After a night on a real bed, which will be the last one for over a week, we drove the remaining hour to Brushwood. First we registered for Sirius Rising, which is a festival prior to Starwood. Then we drove back to find the CAWmunity site and began to lug our camping equipment. I saw Jack and he came to try and help me find a site. He took a mattock and dug up and leveled the small hill, broke up the roots, and even raked it level. It was great. Then he helped me put my tent up. What a sweetie!
I took a tin star, duct-taped a glow-in-the-dark star to it, and attached it to a spring. It tickled my funny bone as a symbol for StarSpring Nest. I hung it from a line by the tent but wasn't as satisfied with it as I thought I would be. For one it didn't really glow in the dark much, and for two I couldn't get it to be in the right place near the tent. Oh well.
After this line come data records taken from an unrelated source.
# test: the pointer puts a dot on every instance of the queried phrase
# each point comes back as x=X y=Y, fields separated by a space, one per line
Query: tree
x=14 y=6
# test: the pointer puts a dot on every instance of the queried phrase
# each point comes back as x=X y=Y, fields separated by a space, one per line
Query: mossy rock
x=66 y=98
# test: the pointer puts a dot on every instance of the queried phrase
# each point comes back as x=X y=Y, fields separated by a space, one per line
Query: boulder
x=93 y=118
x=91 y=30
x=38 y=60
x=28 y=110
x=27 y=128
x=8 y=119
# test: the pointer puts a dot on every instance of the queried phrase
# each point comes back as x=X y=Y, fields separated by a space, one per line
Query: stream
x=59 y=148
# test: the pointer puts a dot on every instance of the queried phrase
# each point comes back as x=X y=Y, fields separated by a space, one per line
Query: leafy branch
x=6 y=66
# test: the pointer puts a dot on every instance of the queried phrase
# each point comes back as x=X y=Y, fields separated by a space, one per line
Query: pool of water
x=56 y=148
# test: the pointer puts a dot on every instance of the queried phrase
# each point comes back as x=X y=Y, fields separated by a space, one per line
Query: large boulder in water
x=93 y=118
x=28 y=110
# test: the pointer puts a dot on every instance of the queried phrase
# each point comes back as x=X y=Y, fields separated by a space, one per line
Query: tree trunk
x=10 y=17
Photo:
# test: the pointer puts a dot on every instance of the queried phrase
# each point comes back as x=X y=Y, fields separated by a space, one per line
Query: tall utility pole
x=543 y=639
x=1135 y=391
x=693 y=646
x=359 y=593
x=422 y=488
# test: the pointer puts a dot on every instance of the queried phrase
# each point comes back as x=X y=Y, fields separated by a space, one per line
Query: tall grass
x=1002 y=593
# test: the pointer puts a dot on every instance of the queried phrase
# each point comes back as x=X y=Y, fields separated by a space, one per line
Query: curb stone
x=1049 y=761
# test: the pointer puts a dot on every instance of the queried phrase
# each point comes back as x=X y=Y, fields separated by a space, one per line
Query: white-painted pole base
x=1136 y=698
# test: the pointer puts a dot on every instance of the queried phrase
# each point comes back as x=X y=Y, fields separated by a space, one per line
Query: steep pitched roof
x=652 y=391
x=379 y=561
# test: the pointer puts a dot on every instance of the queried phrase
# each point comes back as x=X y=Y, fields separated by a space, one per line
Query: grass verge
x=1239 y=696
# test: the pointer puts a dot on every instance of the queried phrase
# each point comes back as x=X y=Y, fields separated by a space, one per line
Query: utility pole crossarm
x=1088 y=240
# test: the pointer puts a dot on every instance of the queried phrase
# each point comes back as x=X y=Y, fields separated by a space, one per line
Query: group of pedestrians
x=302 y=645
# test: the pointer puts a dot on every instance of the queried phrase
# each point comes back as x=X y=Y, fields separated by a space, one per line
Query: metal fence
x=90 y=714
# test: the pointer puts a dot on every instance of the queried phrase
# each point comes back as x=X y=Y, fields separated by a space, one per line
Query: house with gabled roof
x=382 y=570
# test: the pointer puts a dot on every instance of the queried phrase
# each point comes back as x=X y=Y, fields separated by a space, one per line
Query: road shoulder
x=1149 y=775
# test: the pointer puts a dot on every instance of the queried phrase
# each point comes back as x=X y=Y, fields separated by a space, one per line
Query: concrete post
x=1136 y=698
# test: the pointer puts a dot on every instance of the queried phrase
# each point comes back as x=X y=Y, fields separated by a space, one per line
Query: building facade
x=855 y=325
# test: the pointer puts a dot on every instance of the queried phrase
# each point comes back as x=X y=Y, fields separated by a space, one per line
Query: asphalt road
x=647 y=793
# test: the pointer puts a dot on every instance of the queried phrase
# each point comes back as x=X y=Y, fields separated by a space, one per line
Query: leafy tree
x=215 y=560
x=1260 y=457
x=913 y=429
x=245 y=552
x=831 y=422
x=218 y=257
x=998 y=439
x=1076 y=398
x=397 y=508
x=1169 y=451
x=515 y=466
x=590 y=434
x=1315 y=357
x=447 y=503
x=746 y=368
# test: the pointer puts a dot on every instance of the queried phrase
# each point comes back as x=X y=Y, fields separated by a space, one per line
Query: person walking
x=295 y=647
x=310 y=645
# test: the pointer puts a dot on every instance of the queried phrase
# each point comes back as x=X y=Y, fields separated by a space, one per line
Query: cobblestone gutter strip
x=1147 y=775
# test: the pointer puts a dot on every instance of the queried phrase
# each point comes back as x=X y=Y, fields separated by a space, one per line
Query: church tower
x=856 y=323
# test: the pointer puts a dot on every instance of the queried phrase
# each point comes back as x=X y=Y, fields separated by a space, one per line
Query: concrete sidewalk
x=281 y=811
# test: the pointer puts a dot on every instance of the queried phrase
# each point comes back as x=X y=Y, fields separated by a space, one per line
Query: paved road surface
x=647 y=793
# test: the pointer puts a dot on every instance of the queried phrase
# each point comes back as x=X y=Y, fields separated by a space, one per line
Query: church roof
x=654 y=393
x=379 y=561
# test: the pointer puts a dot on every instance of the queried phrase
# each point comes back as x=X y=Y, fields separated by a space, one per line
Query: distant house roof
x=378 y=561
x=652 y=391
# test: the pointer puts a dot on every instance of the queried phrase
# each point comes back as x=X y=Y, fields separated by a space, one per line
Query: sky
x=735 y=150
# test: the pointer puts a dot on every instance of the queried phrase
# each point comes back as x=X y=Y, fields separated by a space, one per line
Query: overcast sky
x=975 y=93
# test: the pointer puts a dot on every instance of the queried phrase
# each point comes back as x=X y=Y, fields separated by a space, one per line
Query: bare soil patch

I feel strange and unsettled now like I should be doing something, going somewhere, something. I called Tom to let him know that we were there and forgot to turn the phone off for about an hour. The charge only lasts about 12 hours, I think, so I better remember it.
Phoenix and I walked around trying to get a feel for where some of the workshops were being held. It was a bit confusing. We found the Runestead where a workshop was about to start, one we weren't going to. The person seemed familiar. I thought it might be Kenny Klein but it had been a long time since I had seen him and he didn't have a shaved head when I knew him. He told us that the workshop locations and names would change for Starwood. That seems rather confusing to me but at least we got some idea. Then we found the site that Phoenix was looking for and I decided to go to the Ritual of Release with her. When we arrived the facilitator rattled us into the circle area, rattled to cleanse our auras, and then gave a very quick overview of what was happening. There was a gourd in the center and people were putting pebbles representing something that they wanted to release from their lives. Some spoke of what they were releasing and some did not. I chose to try and release the grief at the loss of a 20-year friendship and magickal relationship that broke up almost 10 years ago but still affects me now. She pointed out that there might be fear of forming new relationships and she was right. I put that into the gourd as well. It was a simple ritual but a good one, I thought. Then she gave us each a feather in token of our bravery in working the release. I felt better.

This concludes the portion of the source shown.